“Arctic Methane Bomb” Shows Quality Control At Nature And Mainstream Media Is Fatally Flawed
Earlier in the week news poured out from the media about a commentary appearing in Nature by Gail Whiteman, Chris Hope, and Peter Wadhams, who claim that methane released by “thawing permafrost beneath the East Siberian Sea, off northern Russia, alone comes with an average global price tag of $60 trillion in the absence of mitigating action — a figure comparable to the size of the world economy in 2012.” Absurd.
Nature devolves to a science-fantasy tabloid.
In school we were taught when solving a science problem to ask yourself if the answer you got really made sense. For example: How big would John’s bucket need to be if he wanted to fill the bath tub with it in 15 minutes? If the answer you get is something 5000 cubic meters, then you can be sure the answer is wrong. If a student is unable to recognize that, then he/she needs to go back a few grades.
This appears to be the case with the “answers” Whiteman, Hope, and Wadhams came up with. Worse, the mainstream media and Nature editors could not even recognize the absurd dimensions of their claims. This is the sad state that the media and communicators of science have devolved to. The journal Nature has degenerated to a tabloid level.
The claims made by Whiteman, Hope, and Wadhams are so far out in left field that even notoriously warmist scientists such as Gavin Schmidt are embarrassed about them, and have publicly dismissed them in no uncertain terms.
The New York Times’ Andrew Revkin titled his blog commentary: “Arctic Methane Credibility Bomb“.
Judith Curry here called the claims “impossible”.

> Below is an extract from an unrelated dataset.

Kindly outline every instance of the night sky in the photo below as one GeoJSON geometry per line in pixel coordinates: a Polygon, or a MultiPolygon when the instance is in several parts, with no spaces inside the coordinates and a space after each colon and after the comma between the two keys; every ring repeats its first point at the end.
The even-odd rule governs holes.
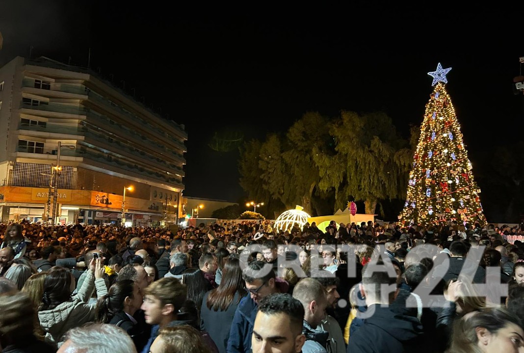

German energy think-tank and warmist Oliver Geden tweeted: “We’ll see more of these hypes until #COP21“.
Geden reveals what this is really all about. It is not about sloppy quality control at Nature, but rather it’s about having thrown all quality standards overboard so that even highly imaginative fantasies about the future can find their way into the pages of Nature. It’s last desperate attempt by catastrophe obsessed ideologues to get attention over a dying narrative.

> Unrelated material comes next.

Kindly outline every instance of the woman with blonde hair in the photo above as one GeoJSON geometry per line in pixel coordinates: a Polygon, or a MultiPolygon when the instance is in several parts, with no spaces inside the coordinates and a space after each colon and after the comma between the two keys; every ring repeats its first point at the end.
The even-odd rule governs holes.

For some media, what appears in a once prestigious journal must still be good enough to pass on as news for the public without any scrutiny, just as Christoph Seidler of Spiegel demomnstrates. The flagship German news magazione gladly disseminated the outlandish apocalyptic claims as hard scientific news, even calling the result “a dizzying figure: it corresponds to the total annual world economic output.”